Des conclusions simplistes peu propices aux solutions
La critique du capitalisme qui ressort du rapport d'Oxfam a des œillères, pointe L'Opinion :
«On espérerait une joute sur la thèse, pourtant posée comme une évidence, que la richesse nuit à la lutte contre la pauvreté. On souhaiterait un commentaire sur le fait que le trio de riches [Bill Gates, Jeff Bezos et Warren Buffett] désignés à la vindicte est tout sauf un club d'héritiers et que deux d'entre eux ont signé un engagement moral – 'the giving pledge' – à se délester de la moitié de leur fortune. Mais chez les artilleurs de Davos, le constat ne saurait souffrir nuance. Dommage car en tronquant le diagnostic, ils limitent la réflexion sur les remèdes indispensables pour rendre la mondialisation plus inclusive. La faute qu'aux milliardaires, vraiment ?»

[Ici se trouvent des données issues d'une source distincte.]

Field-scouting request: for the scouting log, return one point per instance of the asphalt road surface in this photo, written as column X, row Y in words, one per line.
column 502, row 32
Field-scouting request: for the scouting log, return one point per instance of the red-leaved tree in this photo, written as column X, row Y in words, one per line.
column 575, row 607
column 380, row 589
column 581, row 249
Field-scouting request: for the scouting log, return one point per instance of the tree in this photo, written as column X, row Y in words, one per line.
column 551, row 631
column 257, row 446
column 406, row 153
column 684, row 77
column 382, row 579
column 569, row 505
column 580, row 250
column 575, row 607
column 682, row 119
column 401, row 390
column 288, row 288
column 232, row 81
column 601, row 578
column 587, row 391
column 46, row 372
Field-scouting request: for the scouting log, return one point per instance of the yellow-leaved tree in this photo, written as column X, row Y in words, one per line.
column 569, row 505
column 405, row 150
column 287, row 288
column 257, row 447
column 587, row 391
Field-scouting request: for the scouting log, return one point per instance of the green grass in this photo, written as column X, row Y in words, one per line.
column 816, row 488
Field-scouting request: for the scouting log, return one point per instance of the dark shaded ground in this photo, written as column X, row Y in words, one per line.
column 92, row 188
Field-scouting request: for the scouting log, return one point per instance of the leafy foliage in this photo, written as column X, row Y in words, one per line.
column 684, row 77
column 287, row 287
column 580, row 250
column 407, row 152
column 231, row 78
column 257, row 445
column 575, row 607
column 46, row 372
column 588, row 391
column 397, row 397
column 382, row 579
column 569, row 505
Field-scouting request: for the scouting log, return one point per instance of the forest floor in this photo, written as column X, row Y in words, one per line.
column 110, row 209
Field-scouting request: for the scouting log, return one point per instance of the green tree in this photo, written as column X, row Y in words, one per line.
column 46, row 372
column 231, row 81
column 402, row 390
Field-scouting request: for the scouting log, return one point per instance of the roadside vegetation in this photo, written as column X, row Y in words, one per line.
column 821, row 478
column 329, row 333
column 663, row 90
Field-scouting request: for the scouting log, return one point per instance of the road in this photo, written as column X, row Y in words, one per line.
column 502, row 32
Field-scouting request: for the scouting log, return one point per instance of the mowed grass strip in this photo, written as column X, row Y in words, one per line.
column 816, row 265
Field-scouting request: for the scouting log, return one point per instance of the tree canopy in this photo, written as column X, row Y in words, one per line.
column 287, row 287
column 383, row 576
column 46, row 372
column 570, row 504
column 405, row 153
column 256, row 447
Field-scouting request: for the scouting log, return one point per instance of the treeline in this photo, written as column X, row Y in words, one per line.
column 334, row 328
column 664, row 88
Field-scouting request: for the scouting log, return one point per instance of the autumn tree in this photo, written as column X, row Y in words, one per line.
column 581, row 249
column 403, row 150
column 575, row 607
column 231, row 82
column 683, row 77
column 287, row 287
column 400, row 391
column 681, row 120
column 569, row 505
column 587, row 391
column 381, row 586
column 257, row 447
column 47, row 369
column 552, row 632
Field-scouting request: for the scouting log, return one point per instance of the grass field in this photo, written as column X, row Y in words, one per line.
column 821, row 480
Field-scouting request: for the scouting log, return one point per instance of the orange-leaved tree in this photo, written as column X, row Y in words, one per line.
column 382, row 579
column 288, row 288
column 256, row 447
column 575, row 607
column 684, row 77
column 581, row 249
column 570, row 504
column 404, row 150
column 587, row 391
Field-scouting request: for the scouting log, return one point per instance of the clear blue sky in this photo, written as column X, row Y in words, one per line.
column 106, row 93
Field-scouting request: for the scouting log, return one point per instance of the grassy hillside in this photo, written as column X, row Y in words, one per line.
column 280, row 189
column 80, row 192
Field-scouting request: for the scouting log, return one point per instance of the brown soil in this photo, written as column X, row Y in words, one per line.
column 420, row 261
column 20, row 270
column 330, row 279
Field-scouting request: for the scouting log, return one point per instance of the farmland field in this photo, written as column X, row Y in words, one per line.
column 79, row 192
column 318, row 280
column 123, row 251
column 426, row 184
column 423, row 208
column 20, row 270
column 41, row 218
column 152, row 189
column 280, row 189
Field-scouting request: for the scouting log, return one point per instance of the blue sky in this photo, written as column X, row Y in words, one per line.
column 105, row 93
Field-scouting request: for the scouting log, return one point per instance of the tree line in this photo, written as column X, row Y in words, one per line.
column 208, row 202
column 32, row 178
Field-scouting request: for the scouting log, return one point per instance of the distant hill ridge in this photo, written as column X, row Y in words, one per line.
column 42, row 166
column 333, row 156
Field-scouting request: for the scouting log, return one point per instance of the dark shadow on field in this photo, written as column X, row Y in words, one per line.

Les pauvres s'enrichissent
Tages-Anzeiger juge lui aussi que le rapport d'Oxfam omet de mentionner une évolution importante :
«L'organisation arbore le slogan 'Pour un monde plus juste. Sans pauvreté.' Or le rapport ne reflète pas les progrès notables effectués dans le monde en matière de pauvreté le rapport : depuis 1990, le nombre de personnes vivant dans une extrême pauvreté a été divisé de moitié. Selon les estimations de la Banque mondiale, environ dix pour cent des citoyens du monde vivent dans l'indigence. A la fin du siècle dernier, ils étaient 30 pour cent. Le message encourageant malgré les inégalités mondiales seraient donc : s'il est vrai que les riches ne cessent de s'enrichir, les pauvres ne s’appauvrissent pas. Au contraire.»
Un forum narcissique
A Davos, la réalité est souvent passée sous silence, lit-on dans Corriere della Sera :
«Des dizaines de PDG vont prendre la parole et pour la quasi totalité d'entre eux, il sera difficile de faire la part des choses entre narcissisme personnel et amour (légitime) de la nation. ... Vendredi par exemple, le président des Etats-Unis explicitera le sens de sa devise 'America First'. ... Dans ce contexte, il sera chose aisée pour les chefs de gouvernement d'Italie, de France et d'Allemagne de convaincre leur auditoire. Ils veulent intervenir le même jour et se faire applaudir pour leur engagement en faveur de l'ouverture des marchés mondiaux. ... Mais sans les importations de l'Amérique 'protectionniste' de Trump - grevée par un déficit commercial de 450 milliards de dollars - la zone euro est menacée de nouvelle récession. Mais cela, Merkel ne le dira probablement pas à Davos.»